Benin Electricity Distribution Company Plc. V. Mr. Napoleon Esealuka (2013)
LawGlobal-Hub Lead Judgment Report – COURT OF APPEAL
HELEN MORONKEJI OGUNWUMIJU, J.C.A. (Delivering the Leading Judgment)
This is an appeal against the judgment of the Federal High Court sitting at Benin delivered by Hon. Justice Awokulehin on 23rd January, 2010. The facts that led to this appeal are as follows:
The Respondent herein was Plaintiff at the trial court and he was the employee of the Appellant who was Defendant at the trial court. The Respondent’s employment was confirmed in 1987 and became officer III in 1996. In 1995, a fraud took place in the Appellant’s office and the Respondent and others were arrested and charged to the Magistrate Court.
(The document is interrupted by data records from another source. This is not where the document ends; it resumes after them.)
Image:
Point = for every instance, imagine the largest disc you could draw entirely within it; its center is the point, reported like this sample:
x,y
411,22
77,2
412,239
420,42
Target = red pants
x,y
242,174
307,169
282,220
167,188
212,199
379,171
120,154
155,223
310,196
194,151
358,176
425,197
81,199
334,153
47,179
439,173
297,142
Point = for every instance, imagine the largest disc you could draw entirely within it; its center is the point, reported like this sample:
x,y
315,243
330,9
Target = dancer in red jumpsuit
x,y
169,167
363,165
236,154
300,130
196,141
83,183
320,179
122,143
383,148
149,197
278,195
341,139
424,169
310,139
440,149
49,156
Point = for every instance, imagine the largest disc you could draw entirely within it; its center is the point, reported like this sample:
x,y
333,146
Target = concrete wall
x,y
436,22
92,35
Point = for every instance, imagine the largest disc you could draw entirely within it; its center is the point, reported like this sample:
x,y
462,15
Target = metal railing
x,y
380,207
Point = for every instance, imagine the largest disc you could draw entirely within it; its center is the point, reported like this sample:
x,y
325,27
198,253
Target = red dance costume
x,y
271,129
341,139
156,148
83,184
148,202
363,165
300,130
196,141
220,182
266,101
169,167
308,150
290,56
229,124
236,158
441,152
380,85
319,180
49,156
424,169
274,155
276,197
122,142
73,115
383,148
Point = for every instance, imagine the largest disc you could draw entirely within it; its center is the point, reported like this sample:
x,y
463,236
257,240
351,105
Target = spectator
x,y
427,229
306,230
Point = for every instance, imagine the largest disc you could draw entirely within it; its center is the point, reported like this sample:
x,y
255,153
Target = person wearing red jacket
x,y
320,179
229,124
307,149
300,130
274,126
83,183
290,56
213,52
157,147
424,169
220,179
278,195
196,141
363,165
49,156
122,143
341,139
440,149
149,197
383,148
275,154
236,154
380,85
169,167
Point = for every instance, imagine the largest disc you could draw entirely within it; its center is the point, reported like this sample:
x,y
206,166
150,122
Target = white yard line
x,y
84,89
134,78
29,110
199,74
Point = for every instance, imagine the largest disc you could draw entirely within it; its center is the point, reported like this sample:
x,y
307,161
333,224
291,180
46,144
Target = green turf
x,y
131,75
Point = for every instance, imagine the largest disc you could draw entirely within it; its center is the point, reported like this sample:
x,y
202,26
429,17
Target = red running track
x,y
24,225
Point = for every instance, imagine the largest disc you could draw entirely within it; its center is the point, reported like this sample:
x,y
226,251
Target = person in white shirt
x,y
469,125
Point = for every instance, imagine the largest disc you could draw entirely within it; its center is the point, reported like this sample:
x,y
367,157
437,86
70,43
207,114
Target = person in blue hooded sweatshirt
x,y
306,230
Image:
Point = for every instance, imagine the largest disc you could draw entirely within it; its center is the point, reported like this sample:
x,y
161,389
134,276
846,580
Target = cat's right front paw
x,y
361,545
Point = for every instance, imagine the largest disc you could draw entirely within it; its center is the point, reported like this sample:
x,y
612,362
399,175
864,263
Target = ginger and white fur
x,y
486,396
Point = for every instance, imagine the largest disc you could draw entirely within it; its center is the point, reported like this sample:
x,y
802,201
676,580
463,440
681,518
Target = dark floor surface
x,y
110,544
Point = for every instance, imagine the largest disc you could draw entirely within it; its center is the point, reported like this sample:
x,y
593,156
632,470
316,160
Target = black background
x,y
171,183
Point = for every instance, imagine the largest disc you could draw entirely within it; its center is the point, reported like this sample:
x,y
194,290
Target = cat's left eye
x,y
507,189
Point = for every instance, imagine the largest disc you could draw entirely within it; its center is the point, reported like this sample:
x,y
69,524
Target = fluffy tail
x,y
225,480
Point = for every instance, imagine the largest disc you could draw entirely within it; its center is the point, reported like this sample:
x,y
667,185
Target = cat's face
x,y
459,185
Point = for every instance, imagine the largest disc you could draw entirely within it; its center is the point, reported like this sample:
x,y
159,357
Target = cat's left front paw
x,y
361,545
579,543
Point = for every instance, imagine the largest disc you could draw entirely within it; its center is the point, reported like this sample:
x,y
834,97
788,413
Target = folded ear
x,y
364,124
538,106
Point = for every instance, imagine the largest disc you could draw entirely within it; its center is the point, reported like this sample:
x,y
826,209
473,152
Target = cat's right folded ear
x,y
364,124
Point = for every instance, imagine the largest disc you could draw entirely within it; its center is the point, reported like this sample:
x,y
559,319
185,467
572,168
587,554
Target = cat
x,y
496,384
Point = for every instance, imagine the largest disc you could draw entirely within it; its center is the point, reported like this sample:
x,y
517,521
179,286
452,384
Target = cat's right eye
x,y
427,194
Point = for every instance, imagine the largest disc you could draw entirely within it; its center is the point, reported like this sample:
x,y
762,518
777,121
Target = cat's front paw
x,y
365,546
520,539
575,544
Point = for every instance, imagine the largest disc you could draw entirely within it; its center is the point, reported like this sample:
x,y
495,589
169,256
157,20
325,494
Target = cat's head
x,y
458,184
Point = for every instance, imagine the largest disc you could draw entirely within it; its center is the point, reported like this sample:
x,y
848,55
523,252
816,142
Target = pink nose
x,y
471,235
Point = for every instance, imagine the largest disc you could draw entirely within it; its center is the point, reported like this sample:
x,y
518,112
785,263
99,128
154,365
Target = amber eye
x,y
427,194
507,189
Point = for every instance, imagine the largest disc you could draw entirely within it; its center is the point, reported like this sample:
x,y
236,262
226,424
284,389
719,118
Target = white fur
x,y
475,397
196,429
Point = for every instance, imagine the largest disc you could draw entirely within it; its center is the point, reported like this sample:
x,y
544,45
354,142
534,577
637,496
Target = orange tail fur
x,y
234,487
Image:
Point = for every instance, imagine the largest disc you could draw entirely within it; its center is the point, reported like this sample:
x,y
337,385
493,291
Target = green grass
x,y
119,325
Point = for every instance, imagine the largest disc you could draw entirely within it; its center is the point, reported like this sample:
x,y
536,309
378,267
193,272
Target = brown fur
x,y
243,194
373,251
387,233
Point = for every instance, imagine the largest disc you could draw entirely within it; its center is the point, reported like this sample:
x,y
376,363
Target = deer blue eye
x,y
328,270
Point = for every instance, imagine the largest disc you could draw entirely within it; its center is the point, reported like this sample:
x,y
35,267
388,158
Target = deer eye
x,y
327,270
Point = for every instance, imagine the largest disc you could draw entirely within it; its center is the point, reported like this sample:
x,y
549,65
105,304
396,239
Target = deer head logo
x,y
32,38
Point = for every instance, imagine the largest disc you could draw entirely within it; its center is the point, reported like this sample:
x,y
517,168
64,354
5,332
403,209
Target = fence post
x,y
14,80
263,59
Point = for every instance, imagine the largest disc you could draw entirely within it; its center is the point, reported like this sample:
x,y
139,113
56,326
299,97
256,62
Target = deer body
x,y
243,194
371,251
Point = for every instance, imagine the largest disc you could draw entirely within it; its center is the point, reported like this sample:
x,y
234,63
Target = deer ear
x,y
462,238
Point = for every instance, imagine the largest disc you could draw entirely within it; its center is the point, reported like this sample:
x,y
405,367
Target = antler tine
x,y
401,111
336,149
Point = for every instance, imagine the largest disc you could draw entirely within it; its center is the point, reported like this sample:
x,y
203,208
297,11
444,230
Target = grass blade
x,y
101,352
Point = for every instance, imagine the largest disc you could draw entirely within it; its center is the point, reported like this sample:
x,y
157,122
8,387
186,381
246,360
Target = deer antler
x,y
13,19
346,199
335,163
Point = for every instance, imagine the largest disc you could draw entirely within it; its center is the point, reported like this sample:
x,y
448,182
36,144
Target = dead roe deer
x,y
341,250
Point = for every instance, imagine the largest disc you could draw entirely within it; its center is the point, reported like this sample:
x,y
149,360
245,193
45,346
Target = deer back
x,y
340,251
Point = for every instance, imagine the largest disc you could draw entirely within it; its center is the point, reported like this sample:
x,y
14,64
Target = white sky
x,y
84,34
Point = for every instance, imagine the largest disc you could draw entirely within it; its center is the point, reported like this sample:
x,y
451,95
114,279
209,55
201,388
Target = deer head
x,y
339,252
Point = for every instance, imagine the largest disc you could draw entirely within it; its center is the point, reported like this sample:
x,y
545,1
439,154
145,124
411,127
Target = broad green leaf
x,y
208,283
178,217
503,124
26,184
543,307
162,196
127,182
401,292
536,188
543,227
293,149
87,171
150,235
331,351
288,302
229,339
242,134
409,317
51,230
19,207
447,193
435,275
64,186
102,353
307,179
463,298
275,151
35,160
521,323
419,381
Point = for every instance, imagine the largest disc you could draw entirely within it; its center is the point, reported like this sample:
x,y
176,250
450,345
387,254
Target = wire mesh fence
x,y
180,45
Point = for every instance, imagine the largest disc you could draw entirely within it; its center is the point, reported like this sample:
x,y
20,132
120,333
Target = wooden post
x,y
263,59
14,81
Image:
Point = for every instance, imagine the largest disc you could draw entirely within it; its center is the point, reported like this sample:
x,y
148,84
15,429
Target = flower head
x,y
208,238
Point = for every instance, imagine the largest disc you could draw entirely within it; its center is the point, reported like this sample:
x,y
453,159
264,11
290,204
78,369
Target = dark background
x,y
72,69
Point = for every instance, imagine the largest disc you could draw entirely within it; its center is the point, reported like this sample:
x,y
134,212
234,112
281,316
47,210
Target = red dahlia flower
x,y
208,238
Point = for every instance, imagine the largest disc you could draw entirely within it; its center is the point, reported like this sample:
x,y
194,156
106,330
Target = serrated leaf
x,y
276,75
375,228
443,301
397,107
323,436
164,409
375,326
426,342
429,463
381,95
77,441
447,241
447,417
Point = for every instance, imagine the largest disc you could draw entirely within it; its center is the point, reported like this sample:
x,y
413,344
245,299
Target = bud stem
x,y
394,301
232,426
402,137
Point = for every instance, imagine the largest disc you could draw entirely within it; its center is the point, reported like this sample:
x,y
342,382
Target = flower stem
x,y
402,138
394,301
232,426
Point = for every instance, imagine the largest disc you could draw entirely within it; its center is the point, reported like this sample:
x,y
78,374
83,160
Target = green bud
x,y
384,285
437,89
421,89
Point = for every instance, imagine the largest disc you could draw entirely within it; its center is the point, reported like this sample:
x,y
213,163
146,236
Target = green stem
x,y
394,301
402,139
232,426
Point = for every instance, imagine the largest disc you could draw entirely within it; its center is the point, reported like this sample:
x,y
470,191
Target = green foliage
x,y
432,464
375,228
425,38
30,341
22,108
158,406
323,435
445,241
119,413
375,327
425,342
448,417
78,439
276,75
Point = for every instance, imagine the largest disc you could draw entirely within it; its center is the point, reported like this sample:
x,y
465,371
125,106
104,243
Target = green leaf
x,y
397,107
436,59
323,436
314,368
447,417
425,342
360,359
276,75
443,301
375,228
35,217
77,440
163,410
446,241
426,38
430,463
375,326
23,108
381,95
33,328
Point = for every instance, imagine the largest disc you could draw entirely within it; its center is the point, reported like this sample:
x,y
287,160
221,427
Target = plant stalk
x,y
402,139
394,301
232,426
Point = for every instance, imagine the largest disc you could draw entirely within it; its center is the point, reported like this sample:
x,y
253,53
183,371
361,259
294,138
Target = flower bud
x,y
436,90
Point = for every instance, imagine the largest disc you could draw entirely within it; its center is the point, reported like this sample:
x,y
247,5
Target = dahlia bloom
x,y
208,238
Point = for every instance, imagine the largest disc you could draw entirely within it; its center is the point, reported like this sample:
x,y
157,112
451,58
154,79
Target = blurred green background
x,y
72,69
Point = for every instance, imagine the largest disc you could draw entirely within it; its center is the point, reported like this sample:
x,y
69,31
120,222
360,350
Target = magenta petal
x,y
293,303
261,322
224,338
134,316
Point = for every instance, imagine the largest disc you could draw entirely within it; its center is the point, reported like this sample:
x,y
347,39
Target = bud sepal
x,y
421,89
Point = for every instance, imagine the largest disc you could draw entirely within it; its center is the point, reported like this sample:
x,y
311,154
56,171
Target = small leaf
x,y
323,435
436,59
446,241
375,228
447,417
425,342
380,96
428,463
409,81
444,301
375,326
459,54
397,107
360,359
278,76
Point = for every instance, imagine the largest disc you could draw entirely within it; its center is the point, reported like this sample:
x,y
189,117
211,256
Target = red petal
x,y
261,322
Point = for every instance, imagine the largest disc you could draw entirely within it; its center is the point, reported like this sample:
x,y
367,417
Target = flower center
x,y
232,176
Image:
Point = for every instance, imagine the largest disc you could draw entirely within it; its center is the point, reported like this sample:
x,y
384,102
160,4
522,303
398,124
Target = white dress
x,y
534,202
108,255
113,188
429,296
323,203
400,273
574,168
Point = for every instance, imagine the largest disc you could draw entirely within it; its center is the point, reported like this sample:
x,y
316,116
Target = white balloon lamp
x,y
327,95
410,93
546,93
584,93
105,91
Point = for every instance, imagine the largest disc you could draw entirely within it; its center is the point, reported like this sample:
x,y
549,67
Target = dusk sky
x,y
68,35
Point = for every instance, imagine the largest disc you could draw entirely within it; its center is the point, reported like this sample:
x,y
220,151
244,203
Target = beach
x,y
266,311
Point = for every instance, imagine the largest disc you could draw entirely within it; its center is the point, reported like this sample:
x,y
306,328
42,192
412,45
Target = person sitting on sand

In October 1996, he was interdicted and placed on half salary. He stood trial for two years and was discharged and acquitted.
During the subsistence of Magistrate Court proceedings, Respondent by a letter was invited to appear before an Ad-Hoc Administrative Panel. He denied all the allegations leveled against him.
After his discharge and acquittal by the Magistrates’ court he instructed his solicitors to write to the Appellant demanding that he be recalled to duty as he was still under interdiction. The Respondent claimed that the last letter the Respondent received from the Appellant was the letter inviting him to the Ad-Hoc panel. He did not receive any letter of dismissal OR termination of his appointment. He insisted that the outcome of the Ad-Hoc panel was never communicated to him. The Respondent said he did not move out of his residence which he moved into in 1996 and the address is well known to the Appellant.
The Appellant claimed the Respondent was dismissed from its service and the letter was sent by registered post. The Respondent filed a writ insisting that his employment was still subsisting. He claimed the following reliefs.
(a) A Declaration that the appointment of the plaintiff is subsisting having not been reviewed by the appropriate authority vested with the competence to legally do so.
(b) A Declaration that having been cleared of any complicity with regards to the allegation leveled against the plaintiff, the defendant is stopped from withholding the financial benefits, allowances and salary due to the plaintiff.
(c) A Declaration that the letter of interdiction issued to the Plaintiff in October, 1995 is not a Letter of Termination of employment or Dismissal from service.
(d) A Declaration that having failed to come up with anything negative against the Plaintiff after subjecting him to the constituted Ad-Hoc Committee by the Defendant in 1997, the Defendant is stopped from taking any step howsoever from preventing the plaintiff from continuing with his job in the Defendant’s establishment.
(e) An order directing the Defendant to immediately recall the Plaintiff to work, pay to plaintiff all his outstanding salaries/allowances from October, 1996 until completion of employment in accordance with the terms and condition of Employment. The salaries and allowances, etc. are set out below as special damages.
The Appellant insisted during the trial that the Respondent was dismissed from its service vide a letter dated 17th December, 1999 which was sent to the Respondent by registered post. The postal registration slip was tendered and admitted without objection.
The Appellant claimed that Respondent was dismissed from its service and that the letter of dismissal was sent to Respondent by registered post. However, Appellant could not show by way of any evidence that the dismissal letter was in fact received or signed for by the Respondent. The Respondent went to court insisting that his employment with the Appellant is still subsisting.
The learned trial judge in his judgment delivered on the 23rd January, 2009 declared the dismissal of the Respondent invalid on the grounds of non-delivery of the dismissal letter to the Respondent and ordered his reinstatement including the payment of all his outstanding entitlements from the date of interdiction until the date he is recalled.